WASHINGTON: U.S. employers maintained a solid pace of hiring for a second straight month in March, further evidence of resilience in an economy that had been held back by a brutally cold winter.
Nonfarm payrolls increased by 192,000 jobs last month after rising 197,000 in February, the Labor Department said Friday. The unemployment rate held at 6.7 percent, a tick above January’s five-year low, as Americans flooded the labor market.
“This is a nice number, one of those Goldilocks numbers that is decent but not so good that it gets fears going about interest rates or the economy growing too quickly,” said Peter Tuz, president of Chase Investment Counsel in Charlottesville, Virginia.
U.S. stock index futures extended gains and yields on U.S. Treasury debt fell after the jobs data.
The dollar slipped against a number of currencies.
The smaller survey of households from which the unemployment rate is derived showed a surge in employment.

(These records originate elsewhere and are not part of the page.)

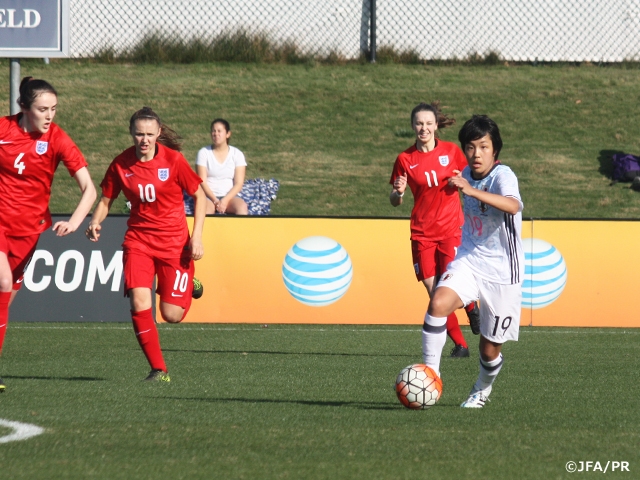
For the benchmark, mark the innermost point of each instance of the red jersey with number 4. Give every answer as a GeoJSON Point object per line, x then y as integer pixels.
{"type": "Point", "coordinates": [27, 164]}
{"type": "Point", "coordinates": [436, 213]}
{"type": "Point", "coordinates": [157, 223]}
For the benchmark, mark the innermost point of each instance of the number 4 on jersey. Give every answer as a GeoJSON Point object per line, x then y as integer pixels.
{"type": "Point", "coordinates": [19, 164]}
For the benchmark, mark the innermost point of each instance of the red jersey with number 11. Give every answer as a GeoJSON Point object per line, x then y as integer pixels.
{"type": "Point", "coordinates": [27, 164]}
{"type": "Point", "coordinates": [436, 213]}
{"type": "Point", "coordinates": [157, 222]}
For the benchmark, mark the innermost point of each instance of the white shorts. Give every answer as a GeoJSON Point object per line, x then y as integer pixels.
{"type": "Point", "coordinates": [500, 305]}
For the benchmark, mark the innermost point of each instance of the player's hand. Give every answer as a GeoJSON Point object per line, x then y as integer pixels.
{"type": "Point", "coordinates": [64, 228]}
{"type": "Point", "coordinates": [459, 182]}
{"type": "Point", "coordinates": [222, 205]}
{"type": "Point", "coordinates": [197, 249]}
{"type": "Point", "coordinates": [400, 183]}
{"type": "Point", "coordinates": [93, 231]}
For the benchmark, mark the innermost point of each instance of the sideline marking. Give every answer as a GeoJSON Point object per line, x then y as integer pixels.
{"type": "Point", "coordinates": [22, 431]}
{"type": "Point", "coordinates": [339, 328]}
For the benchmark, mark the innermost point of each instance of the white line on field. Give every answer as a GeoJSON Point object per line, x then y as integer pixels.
{"type": "Point", "coordinates": [171, 328]}
{"type": "Point", "coordinates": [21, 431]}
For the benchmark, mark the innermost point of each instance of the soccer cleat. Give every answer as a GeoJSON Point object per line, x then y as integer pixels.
{"type": "Point", "coordinates": [459, 352]}
{"type": "Point", "coordinates": [474, 319]}
{"type": "Point", "coordinates": [198, 289]}
{"type": "Point", "coordinates": [158, 376]}
{"type": "Point", "coordinates": [477, 398]}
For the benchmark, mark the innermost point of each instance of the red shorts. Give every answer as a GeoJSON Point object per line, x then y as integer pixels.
{"type": "Point", "coordinates": [175, 276]}
{"type": "Point", "coordinates": [430, 259]}
{"type": "Point", "coordinates": [19, 251]}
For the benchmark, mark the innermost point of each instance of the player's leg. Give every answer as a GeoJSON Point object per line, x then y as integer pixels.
{"type": "Point", "coordinates": [444, 254]}
{"type": "Point", "coordinates": [237, 206]}
{"type": "Point", "coordinates": [6, 283]}
{"type": "Point", "coordinates": [15, 255]}
{"type": "Point", "coordinates": [175, 285]}
{"type": "Point", "coordinates": [211, 208]}
{"type": "Point", "coordinates": [139, 272]}
{"type": "Point", "coordinates": [500, 308]}
{"type": "Point", "coordinates": [456, 288]}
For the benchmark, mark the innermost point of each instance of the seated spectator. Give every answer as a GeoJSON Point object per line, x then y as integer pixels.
{"type": "Point", "coordinates": [222, 169]}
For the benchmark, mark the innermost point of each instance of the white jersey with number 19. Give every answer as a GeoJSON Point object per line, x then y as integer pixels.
{"type": "Point", "coordinates": [492, 239]}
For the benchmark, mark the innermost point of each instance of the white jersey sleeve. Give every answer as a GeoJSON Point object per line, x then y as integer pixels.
{"type": "Point", "coordinates": [492, 239]}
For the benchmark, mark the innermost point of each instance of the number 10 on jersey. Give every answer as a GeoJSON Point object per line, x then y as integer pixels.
{"type": "Point", "coordinates": [147, 193]}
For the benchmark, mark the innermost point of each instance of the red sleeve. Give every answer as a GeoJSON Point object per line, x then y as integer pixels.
{"type": "Point", "coordinates": [461, 160]}
{"type": "Point", "coordinates": [398, 170]}
{"type": "Point", "coordinates": [111, 185]}
{"type": "Point", "coordinates": [187, 178]}
{"type": "Point", "coordinates": [68, 152]}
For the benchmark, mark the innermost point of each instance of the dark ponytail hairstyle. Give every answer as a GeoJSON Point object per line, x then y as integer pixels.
{"type": "Point", "coordinates": [442, 120]}
{"type": "Point", "coordinates": [30, 89]}
{"type": "Point", "coordinates": [168, 137]}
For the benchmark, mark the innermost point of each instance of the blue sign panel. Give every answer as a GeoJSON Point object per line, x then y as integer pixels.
{"type": "Point", "coordinates": [34, 28]}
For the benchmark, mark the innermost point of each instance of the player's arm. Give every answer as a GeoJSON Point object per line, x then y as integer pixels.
{"type": "Point", "coordinates": [509, 205]}
{"type": "Point", "coordinates": [83, 179]}
{"type": "Point", "coordinates": [202, 173]}
{"type": "Point", "coordinates": [399, 186]}
{"type": "Point", "coordinates": [238, 183]}
{"type": "Point", "coordinates": [99, 214]}
{"type": "Point", "coordinates": [199, 214]}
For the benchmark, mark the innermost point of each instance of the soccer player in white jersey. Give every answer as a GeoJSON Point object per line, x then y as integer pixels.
{"type": "Point", "coordinates": [489, 265]}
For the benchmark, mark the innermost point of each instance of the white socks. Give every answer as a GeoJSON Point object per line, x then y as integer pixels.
{"type": "Point", "coordinates": [434, 336]}
{"type": "Point", "coordinates": [488, 372]}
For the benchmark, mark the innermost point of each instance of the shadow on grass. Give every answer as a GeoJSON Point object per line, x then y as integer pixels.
{"type": "Point", "coordinates": [314, 403]}
{"type": "Point", "coordinates": [264, 352]}
{"type": "Point", "coordinates": [606, 162]}
{"type": "Point", "coordinates": [69, 379]}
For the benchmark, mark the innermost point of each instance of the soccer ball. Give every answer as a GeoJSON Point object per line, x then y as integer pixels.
{"type": "Point", "coordinates": [418, 387]}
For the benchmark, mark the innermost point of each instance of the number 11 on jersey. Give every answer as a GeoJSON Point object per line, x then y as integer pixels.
{"type": "Point", "coordinates": [435, 178]}
{"type": "Point", "coordinates": [19, 164]}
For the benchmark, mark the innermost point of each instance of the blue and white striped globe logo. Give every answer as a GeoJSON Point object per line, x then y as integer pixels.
{"type": "Point", "coordinates": [317, 271]}
{"type": "Point", "coordinates": [545, 273]}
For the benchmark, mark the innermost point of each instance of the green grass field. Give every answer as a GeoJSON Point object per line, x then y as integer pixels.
{"type": "Point", "coordinates": [330, 134]}
{"type": "Point", "coordinates": [312, 402]}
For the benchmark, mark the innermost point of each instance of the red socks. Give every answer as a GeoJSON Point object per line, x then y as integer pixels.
{"type": "Point", "coordinates": [453, 330]}
{"type": "Point", "coordinates": [147, 335]}
{"type": "Point", "coordinates": [4, 315]}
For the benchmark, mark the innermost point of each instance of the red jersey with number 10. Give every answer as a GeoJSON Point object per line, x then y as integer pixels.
{"type": "Point", "coordinates": [27, 164]}
{"type": "Point", "coordinates": [157, 222]}
{"type": "Point", "coordinates": [436, 213]}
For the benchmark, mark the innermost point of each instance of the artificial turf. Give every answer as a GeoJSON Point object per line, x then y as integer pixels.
{"type": "Point", "coordinates": [317, 402]}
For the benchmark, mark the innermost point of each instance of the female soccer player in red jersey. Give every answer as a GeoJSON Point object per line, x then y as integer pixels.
{"type": "Point", "coordinates": [152, 176]}
{"type": "Point", "coordinates": [31, 147]}
{"type": "Point", "coordinates": [436, 218]}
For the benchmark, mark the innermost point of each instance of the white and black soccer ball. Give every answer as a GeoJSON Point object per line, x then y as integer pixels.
{"type": "Point", "coordinates": [418, 387]}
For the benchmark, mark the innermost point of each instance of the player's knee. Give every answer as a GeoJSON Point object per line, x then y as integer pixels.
{"type": "Point", "coordinates": [439, 306]}
{"type": "Point", "coordinates": [172, 314]}
{"type": "Point", "coordinates": [6, 283]}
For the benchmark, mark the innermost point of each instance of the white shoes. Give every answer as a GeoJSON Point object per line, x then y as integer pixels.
{"type": "Point", "coordinates": [477, 398]}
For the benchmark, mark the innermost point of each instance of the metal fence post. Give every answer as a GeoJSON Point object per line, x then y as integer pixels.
{"type": "Point", "coordinates": [14, 87]}
{"type": "Point", "coordinates": [372, 36]}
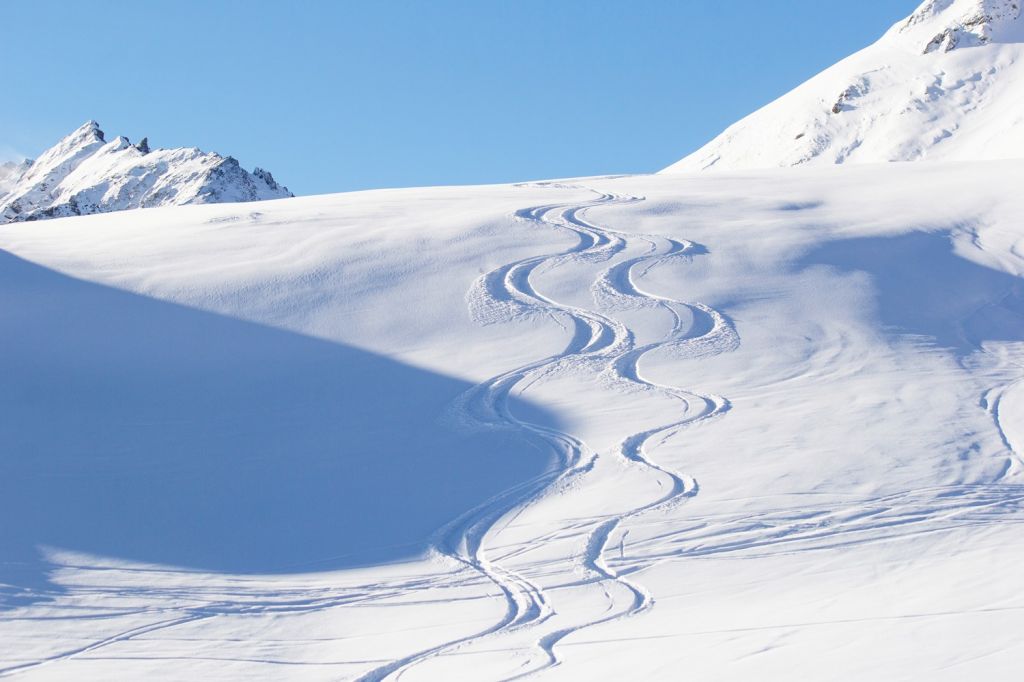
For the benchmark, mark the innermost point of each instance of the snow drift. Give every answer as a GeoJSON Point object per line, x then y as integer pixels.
{"type": "Point", "coordinates": [945, 83]}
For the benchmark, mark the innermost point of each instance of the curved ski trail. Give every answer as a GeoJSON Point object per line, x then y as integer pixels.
{"type": "Point", "coordinates": [600, 345]}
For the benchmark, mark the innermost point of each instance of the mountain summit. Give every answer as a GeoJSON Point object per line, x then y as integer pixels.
{"type": "Point", "coordinates": [945, 83]}
{"type": "Point", "coordinates": [83, 173]}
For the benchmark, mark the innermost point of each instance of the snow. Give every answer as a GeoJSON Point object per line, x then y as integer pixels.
{"type": "Point", "coordinates": [764, 423]}
{"type": "Point", "coordinates": [743, 425]}
{"type": "Point", "coordinates": [84, 174]}
{"type": "Point", "coordinates": [941, 85]}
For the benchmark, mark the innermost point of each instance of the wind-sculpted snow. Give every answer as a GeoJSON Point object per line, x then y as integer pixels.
{"type": "Point", "coordinates": [943, 84]}
{"type": "Point", "coordinates": [745, 427]}
{"type": "Point", "coordinates": [601, 345]}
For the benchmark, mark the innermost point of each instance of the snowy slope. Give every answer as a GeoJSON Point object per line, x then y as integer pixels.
{"type": "Point", "coordinates": [945, 83]}
{"type": "Point", "coordinates": [733, 426]}
{"type": "Point", "coordinates": [84, 174]}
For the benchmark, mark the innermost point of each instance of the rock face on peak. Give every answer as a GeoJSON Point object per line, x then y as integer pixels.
{"type": "Point", "coordinates": [946, 83]}
{"type": "Point", "coordinates": [946, 25]}
{"type": "Point", "coordinates": [84, 173]}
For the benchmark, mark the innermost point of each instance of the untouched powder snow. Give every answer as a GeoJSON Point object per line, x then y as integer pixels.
{"type": "Point", "coordinates": [84, 174]}
{"type": "Point", "coordinates": [945, 83]}
{"type": "Point", "coordinates": [734, 426]}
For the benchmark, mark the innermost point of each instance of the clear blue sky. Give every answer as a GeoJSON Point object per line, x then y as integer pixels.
{"type": "Point", "coordinates": [333, 96]}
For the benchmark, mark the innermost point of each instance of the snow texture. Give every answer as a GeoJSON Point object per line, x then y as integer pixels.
{"type": "Point", "coordinates": [760, 425]}
{"type": "Point", "coordinates": [944, 84]}
{"type": "Point", "coordinates": [84, 174]}
{"type": "Point", "coordinates": [757, 426]}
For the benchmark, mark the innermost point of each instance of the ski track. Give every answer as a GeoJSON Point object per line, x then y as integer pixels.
{"type": "Point", "coordinates": [600, 344]}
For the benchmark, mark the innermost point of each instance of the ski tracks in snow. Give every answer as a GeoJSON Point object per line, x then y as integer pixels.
{"type": "Point", "coordinates": [600, 345]}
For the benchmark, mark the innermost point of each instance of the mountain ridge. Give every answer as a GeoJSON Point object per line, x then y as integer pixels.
{"type": "Point", "coordinates": [84, 174]}
{"type": "Point", "coordinates": [941, 84]}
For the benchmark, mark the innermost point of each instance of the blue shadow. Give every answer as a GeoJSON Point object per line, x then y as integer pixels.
{"type": "Point", "coordinates": [144, 430]}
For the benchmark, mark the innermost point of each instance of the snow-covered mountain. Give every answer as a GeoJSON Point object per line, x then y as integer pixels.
{"type": "Point", "coordinates": [945, 83]}
{"type": "Point", "coordinates": [84, 173]}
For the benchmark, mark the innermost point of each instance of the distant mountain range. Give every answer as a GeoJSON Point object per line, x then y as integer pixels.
{"type": "Point", "coordinates": [946, 83]}
{"type": "Point", "coordinates": [84, 173]}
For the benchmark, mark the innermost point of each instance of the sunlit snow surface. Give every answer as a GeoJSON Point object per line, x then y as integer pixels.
{"type": "Point", "coordinates": [743, 426]}
{"type": "Point", "coordinates": [944, 84]}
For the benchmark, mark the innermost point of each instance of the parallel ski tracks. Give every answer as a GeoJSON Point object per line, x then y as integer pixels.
{"type": "Point", "coordinates": [599, 343]}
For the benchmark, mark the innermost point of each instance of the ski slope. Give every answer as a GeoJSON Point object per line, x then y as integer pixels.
{"type": "Point", "coordinates": [733, 426]}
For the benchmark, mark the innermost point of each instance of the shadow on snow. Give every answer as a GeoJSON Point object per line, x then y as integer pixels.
{"type": "Point", "coordinates": [923, 287]}
{"type": "Point", "coordinates": [150, 431]}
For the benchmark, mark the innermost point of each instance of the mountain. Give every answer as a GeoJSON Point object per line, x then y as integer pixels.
{"type": "Point", "coordinates": [84, 173]}
{"type": "Point", "coordinates": [945, 83]}
{"type": "Point", "coordinates": [754, 427]}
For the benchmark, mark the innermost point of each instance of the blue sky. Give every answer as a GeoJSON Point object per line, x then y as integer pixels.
{"type": "Point", "coordinates": [333, 96]}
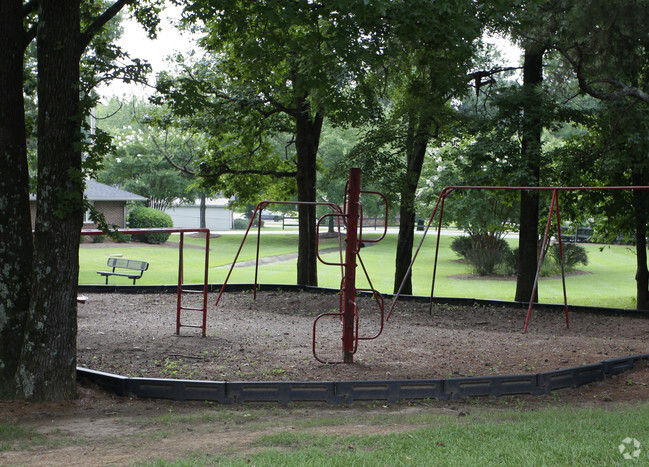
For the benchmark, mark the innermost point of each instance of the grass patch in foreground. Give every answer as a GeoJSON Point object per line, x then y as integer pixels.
{"type": "Point", "coordinates": [549, 436]}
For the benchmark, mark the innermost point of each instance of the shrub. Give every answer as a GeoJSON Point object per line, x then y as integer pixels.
{"type": "Point", "coordinates": [123, 238]}
{"type": "Point", "coordinates": [573, 255]}
{"type": "Point", "coordinates": [484, 253]}
{"type": "Point", "coordinates": [484, 260]}
{"type": "Point", "coordinates": [462, 245]}
{"type": "Point", "coordinates": [142, 218]}
{"type": "Point", "coordinates": [509, 264]}
{"type": "Point", "coordinates": [240, 224]}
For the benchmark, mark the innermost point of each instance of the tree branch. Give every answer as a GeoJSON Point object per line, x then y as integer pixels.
{"type": "Point", "coordinates": [587, 86]}
{"type": "Point", "coordinates": [101, 21]}
{"type": "Point", "coordinates": [165, 154]}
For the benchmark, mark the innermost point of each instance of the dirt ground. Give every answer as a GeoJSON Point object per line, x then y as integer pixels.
{"type": "Point", "coordinates": [270, 338]}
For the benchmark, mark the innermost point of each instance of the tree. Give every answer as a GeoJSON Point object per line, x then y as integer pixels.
{"type": "Point", "coordinates": [46, 366]}
{"type": "Point", "coordinates": [607, 44]}
{"type": "Point", "coordinates": [531, 130]}
{"type": "Point", "coordinates": [15, 221]}
{"type": "Point", "coordinates": [613, 153]}
{"type": "Point", "coordinates": [274, 67]}
{"type": "Point", "coordinates": [428, 54]}
{"type": "Point", "coordinates": [154, 162]}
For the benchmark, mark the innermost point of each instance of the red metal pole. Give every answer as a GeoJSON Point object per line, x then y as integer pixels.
{"type": "Point", "coordinates": [561, 262]}
{"type": "Point", "coordinates": [206, 280]}
{"type": "Point", "coordinates": [541, 256]}
{"type": "Point", "coordinates": [351, 249]}
{"type": "Point", "coordinates": [180, 281]}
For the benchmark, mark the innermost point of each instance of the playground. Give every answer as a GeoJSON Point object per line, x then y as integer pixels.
{"type": "Point", "coordinates": [271, 338]}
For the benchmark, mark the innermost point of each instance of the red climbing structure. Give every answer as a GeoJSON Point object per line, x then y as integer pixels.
{"type": "Point", "coordinates": [351, 219]}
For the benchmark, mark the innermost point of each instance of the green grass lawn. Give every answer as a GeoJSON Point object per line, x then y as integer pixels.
{"type": "Point", "coordinates": [609, 281]}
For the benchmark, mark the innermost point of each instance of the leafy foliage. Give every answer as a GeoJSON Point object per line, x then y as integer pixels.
{"type": "Point", "coordinates": [483, 252]}
{"type": "Point", "coordinates": [573, 255]}
{"type": "Point", "coordinates": [142, 217]}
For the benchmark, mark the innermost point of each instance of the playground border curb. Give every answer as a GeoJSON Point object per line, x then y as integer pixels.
{"type": "Point", "coordinates": [347, 392]}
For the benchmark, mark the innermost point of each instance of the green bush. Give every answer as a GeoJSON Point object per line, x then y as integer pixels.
{"type": "Point", "coordinates": [142, 218]}
{"type": "Point", "coordinates": [573, 255]}
{"type": "Point", "coordinates": [123, 238]}
{"type": "Point", "coordinates": [242, 224]}
{"type": "Point", "coordinates": [485, 253]}
{"type": "Point", "coordinates": [461, 245]}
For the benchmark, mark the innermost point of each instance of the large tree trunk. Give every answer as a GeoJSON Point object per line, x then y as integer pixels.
{"type": "Point", "coordinates": [15, 219]}
{"type": "Point", "coordinates": [531, 155]}
{"type": "Point", "coordinates": [307, 140]}
{"type": "Point", "coordinates": [417, 143]}
{"type": "Point", "coordinates": [48, 362]}
{"type": "Point", "coordinates": [640, 208]}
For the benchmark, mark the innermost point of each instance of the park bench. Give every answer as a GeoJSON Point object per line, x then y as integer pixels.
{"type": "Point", "coordinates": [124, 264]}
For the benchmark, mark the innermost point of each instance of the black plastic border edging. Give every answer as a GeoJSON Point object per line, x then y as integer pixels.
{"type": "Point", "coordinates": [347, 392]}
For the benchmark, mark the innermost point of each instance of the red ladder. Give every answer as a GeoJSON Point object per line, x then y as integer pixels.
{"type": "Point", "coordinates": [182, 290]}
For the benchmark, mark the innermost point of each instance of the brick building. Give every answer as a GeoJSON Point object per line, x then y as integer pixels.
{"type": "Point", "coordinates": [106, 199]}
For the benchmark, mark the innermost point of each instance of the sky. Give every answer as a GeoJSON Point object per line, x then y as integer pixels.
{"type": "Point", "coordinates": [135, 41]}
{"type": "Point", "coordinates": [170, 41]}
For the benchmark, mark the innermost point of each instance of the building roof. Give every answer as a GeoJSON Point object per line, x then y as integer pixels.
{"type": "Point", "coordinates": [209, 202]}
{"type": "Point", "coordinates": [96, 191]}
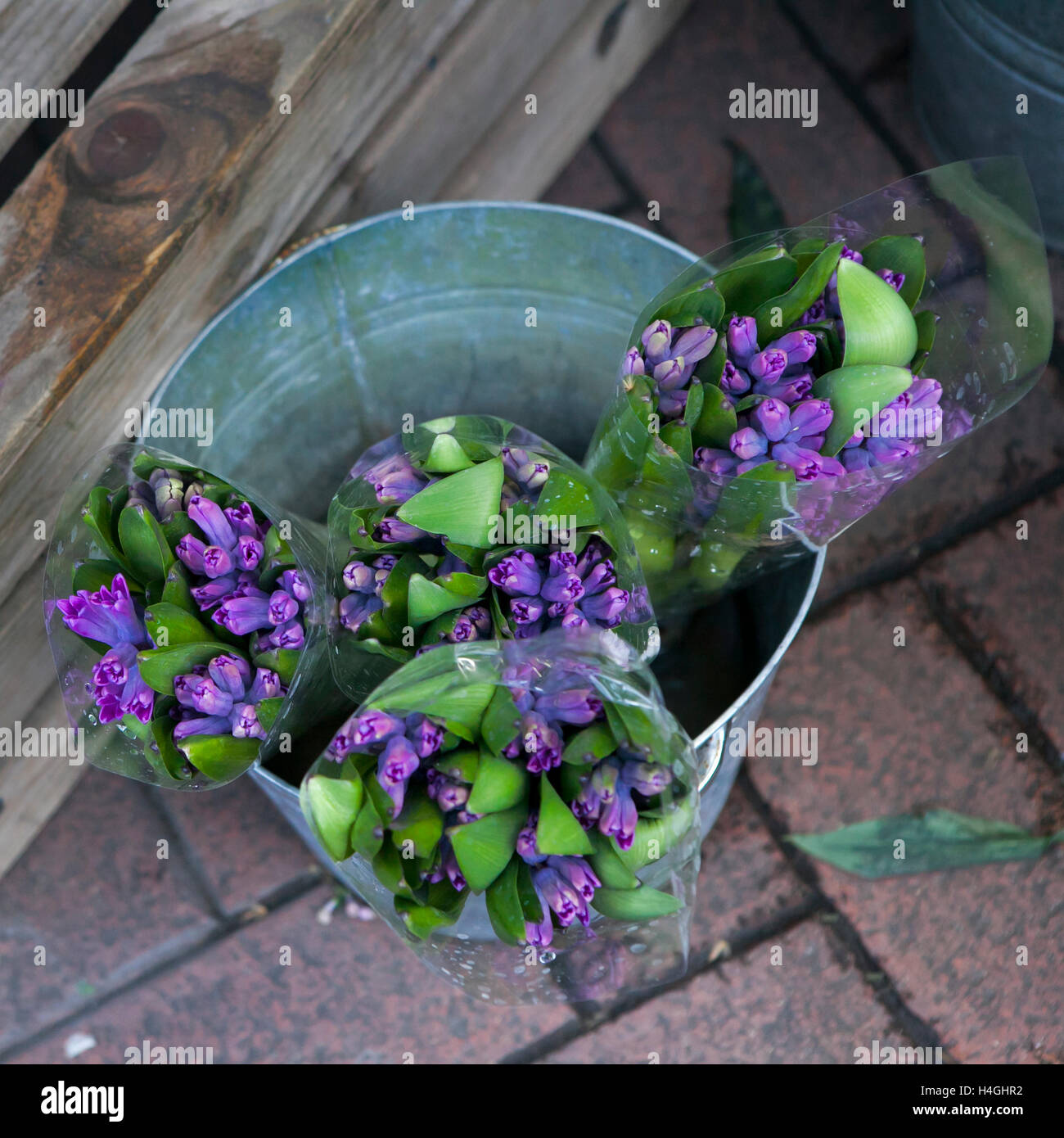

That jump was met by a rise in the number of people entering the labor force, a show of confidence in the jobs market.
The labor force participation rate, or the proportion of working-age Americans who have a job or are looking for one rose to a six-month high of 63.2 percent from 63 percent in February.
The percentage of working-age Americans with a job, a broad gauge of labor market health, increased to 58.9 percent last month, the highest level since the summer of 2009.
In further bullish signs for the economy, the length of the workweek increased to 34.5 hours from an average of 34.2 hours in February. The payrolls count for January and February was revised to show 37,000 more job created during those months than previously reported.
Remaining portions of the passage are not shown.